Labor Market Data Indicates a Cool-Down: Could Florida's Workforce Experience a Cold Summer?

This dynamic has been shifting in favor of jobseekers since early 2021, and an unmet labor demand has driven substantial wage inflation. With too many vacant jobs and not enough applicants, employers have had to offer prospects more flexibility and monetary incentives to attract the same quality candidates they had before the COVID-19 pandemic. New data released by the U.S. Bureau of Labor Statistics, however, has suggested that this strain on employers is beginning to neutralize. Florida’s economy tends to be highly reactive to these changes, which begs the question: how might a national labor market “cooldown” affect Florida?
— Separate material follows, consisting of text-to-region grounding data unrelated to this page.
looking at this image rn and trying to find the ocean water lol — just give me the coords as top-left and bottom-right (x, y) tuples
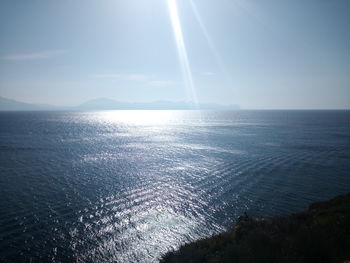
(0, 110), (349, 262)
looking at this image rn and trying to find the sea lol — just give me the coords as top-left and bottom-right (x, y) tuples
(0, 110), (349, 262)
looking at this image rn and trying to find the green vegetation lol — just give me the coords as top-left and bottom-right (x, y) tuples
(161, 193), (350, 263)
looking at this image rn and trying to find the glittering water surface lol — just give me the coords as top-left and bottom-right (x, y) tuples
(0, 110), (350, 262)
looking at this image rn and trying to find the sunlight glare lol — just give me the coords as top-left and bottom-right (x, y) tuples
(99, 110), (176, 126)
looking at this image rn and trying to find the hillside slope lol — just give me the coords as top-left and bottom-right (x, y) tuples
(161, 193), (350, 263)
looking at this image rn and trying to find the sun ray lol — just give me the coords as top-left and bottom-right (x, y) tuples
(167, 0), (199, 107)
(189, 0), (233, 86)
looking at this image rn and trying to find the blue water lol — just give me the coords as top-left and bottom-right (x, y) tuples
(0, 110), (349, 262)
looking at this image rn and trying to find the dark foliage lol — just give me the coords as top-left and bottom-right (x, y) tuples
(161, 193), (350, 263)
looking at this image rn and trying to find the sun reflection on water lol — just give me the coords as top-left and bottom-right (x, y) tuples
(96, 110), (180, 126)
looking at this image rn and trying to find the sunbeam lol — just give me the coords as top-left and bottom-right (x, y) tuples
(189, 0), (233, 87)
(190, 0), (224, 71)
(168, 0), (199, 107)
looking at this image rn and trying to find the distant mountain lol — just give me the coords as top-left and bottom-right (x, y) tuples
(77, 98), (240, 110)
(0, 96), (60, 111)
(0, 96), (240, 111)
(77, 98), (133, 110)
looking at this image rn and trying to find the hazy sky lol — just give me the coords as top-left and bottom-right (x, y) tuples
(0, 0), (349, 109)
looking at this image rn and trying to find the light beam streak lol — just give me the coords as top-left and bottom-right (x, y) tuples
(189, 0), (233, 85)
(168, 0), (199, 107)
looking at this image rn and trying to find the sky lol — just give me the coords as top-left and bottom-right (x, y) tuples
(0, 0), (349, 109)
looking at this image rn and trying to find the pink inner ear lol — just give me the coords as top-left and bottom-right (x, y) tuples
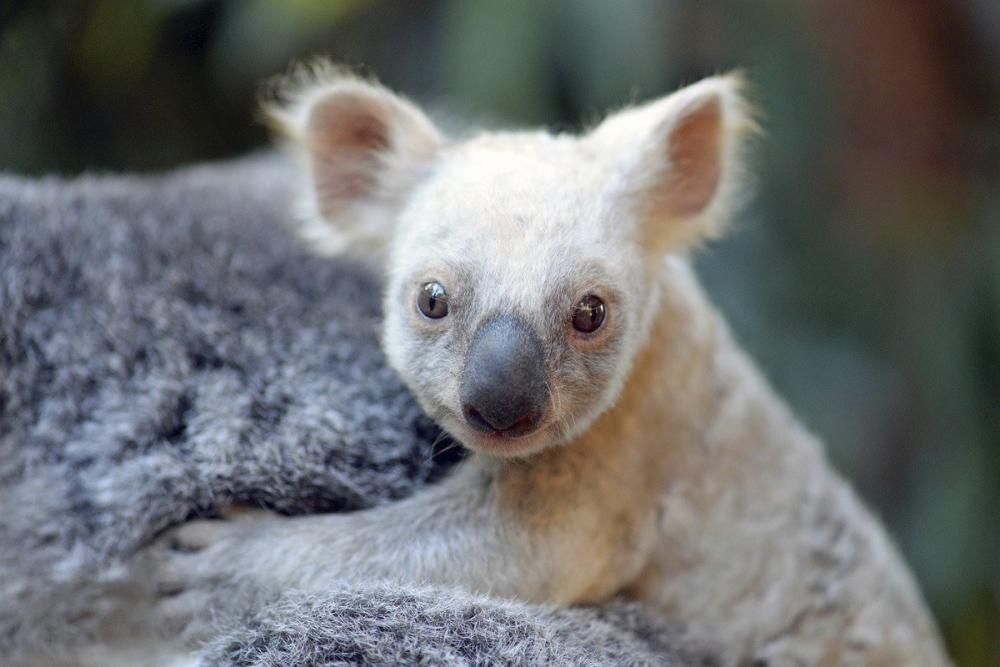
(307, 92), (392, 215)
(662, 95), (722, 218)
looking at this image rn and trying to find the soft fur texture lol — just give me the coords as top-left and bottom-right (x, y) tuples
(143, 71), (949, 667)
(199, 586), (710, 666)
(0, 156), (710, 665)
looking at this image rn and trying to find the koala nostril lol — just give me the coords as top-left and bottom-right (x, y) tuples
(462, 405), (494, 433)
(463, 403), (542, 436)
(506, 411), (542, 435)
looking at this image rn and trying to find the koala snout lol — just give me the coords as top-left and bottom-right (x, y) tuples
(460, 314), (548, 436)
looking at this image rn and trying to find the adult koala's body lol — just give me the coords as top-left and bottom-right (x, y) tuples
(149, 65), (951, 666)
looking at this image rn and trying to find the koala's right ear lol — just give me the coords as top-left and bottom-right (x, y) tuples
(267, 64), (443, 254)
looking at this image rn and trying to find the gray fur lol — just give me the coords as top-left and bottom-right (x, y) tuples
(0, 157), (711, 664)
(201, 586), (711, 666)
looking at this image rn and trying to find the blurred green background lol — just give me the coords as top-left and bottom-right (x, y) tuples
(1, 1), (997, 663)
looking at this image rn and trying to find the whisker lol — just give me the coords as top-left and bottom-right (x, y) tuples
(548, 380), (574, 438)
(422, 422), (464, 466)
(433, 439), (463, 460)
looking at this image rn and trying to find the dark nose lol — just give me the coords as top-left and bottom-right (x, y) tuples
(460, 314), (548, 436)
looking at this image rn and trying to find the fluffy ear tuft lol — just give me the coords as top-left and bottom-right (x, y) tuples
(591, 73), (758, 252)
(264, 60), (443, 254)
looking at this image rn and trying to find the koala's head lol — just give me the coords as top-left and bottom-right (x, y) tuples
(273, 64), (754, 458)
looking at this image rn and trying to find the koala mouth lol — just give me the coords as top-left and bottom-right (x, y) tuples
(459, 420), (554, 459)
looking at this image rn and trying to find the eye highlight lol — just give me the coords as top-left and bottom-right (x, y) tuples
(572, 294), (606, 333)
(417, 281), (449, 319)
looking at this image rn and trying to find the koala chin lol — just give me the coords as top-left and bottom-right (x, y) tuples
(139, 61), (951, 667)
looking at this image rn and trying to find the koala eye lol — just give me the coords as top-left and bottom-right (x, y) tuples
(572, 294), (606, 333)
(417, 281), (449, 319)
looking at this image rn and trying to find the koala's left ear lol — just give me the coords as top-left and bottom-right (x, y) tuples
(589, 74), (757, 252)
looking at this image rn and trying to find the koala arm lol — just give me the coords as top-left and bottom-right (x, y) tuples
(148, 456), (658, 636)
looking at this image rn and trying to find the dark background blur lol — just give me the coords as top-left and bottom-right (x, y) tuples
(1, 1), (997, 663)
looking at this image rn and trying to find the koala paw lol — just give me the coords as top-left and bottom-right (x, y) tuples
(141, 509), (280, 640)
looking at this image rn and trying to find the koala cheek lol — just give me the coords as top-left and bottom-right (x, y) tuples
(565, 354), (620, 407)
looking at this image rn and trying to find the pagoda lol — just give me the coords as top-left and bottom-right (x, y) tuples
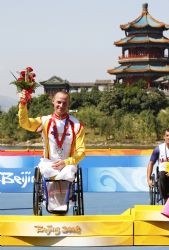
(107, 3), (169, 87)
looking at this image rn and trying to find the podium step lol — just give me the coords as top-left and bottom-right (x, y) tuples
(0, 214), (133, 246)
(1, 205), (169, 246)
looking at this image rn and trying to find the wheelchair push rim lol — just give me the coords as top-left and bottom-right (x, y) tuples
(73, 167), (84, 215)
(33, 167), (43, 216)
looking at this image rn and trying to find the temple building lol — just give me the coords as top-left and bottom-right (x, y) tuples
(40, 76), (70, 96)
(107, 3), (169, 88)
(40, 76), (113, 97)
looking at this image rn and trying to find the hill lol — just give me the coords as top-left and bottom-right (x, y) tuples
(0, 95), (17, 112)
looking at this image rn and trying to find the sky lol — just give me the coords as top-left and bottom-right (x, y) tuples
(0, 0), (169, 99)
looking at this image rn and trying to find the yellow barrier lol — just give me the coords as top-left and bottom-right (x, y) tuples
(0, 236), (133, 246)
(133, 205), (169, 246)
(1, 205), (169, 246)
(0, 214), (133, 246)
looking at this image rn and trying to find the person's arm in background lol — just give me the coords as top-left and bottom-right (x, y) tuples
(147, 146), (159, 187)
(147, 161), (155, 187)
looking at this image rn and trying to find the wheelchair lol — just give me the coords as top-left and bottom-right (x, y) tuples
(149, 166), (164, 205)
(33, 165), (84, 216)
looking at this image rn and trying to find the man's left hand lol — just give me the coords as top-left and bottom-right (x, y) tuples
(52, 159), (66, 171)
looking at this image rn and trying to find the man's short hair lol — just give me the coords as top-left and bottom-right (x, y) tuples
(53, 90), (70, 102)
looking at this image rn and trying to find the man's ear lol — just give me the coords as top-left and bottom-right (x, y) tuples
(51, 95), (54, 104)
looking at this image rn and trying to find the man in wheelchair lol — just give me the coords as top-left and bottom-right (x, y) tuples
(147, 128), (169, 204)
(18, 90), (85, 213)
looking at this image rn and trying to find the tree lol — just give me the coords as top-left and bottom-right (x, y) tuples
(157, 108), (169, 139)
(140, 88), (168, 114)
(77, 106), (104, 129)
(70, 86), (102, 110)
(28, 94), (53, 116)
(98, 88), (123, 115)
(99, 83), (168, 115)
(70, 92), (84, 110)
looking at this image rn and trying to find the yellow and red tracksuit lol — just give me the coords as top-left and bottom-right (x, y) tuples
(18, 104), (85, 166)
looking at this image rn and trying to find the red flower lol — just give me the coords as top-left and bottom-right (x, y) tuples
(17, 77), (24, 81)
(29, 74), (36, 80)
(27, 88), (33, 94)
(20, 71), (25, 77)
(26, 67), (33, 72)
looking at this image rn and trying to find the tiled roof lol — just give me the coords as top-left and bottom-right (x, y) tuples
(120, 3), (169, 31)
(40, 77), (113, 87)
(108, 64), (169, 74)
(40, 76), (68, 85)
(69, 82), (94, 87)
(115, 35), (169, 45)
(70, 80), (112, 87)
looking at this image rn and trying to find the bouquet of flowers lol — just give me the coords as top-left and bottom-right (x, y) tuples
(10, 67), (39, 104)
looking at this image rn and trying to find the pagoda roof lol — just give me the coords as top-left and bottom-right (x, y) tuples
(40, 76), (69, 86)
(115, 35), (169, 46)
(120, 3), (169, 31)
(108, 64), (169, 74)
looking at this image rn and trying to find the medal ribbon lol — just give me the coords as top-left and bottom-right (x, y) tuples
(52, 115), (69, 149)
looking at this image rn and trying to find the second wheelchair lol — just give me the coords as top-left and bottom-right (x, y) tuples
(149, 166), (164, 205)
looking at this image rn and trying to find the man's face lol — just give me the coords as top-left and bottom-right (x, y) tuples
(164, 131), (169, 144)
(52, 92), (69, 117)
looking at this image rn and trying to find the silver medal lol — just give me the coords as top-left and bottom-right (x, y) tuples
(56, 146), (63, 159)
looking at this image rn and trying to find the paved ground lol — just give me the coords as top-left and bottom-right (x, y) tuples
(0, 192), (168, 250)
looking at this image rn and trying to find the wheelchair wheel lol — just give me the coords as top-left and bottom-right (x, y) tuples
(149, 173), (156, 205)
(156, 167), (164, 205)
(73, 167), (84, 215)
(149, 171), (164, 205)
(33, 167), (43, 216)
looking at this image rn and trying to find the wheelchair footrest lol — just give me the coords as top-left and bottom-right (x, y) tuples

Current labor market conditions in Florida do not signal a “cooling” just yet, but a return to typical workforce dynamics may be on the horizon if the demand for workers continues to ease across industries. Notably high migration, job growth, and GDP growth prompt a positive outlook for the state economy, but employers in some of Florida’s major industries are struggling to accumulate a workforce to support this growth after labor force participation slumped during the pandemic. The prominent retired and elderly population of Florida poses questions of capacity for the state’s workforce to meet the demands of its flourishing businesses. No matter what changes occur in the labor market, it is crucial to note that Florida is pro cyclical and highly responsive to economic shifts. That is, when changes occur at the national level, these changes are amplified in Florida. If a shift in bargaining power is occurring nationwide, it is possible that jobseekersm in Florida could find themselves with even less leverage. As the tables begin to turn nationally, employers and workers should keep a thermometer on Florida’s labor market dynamics keeping this in mind.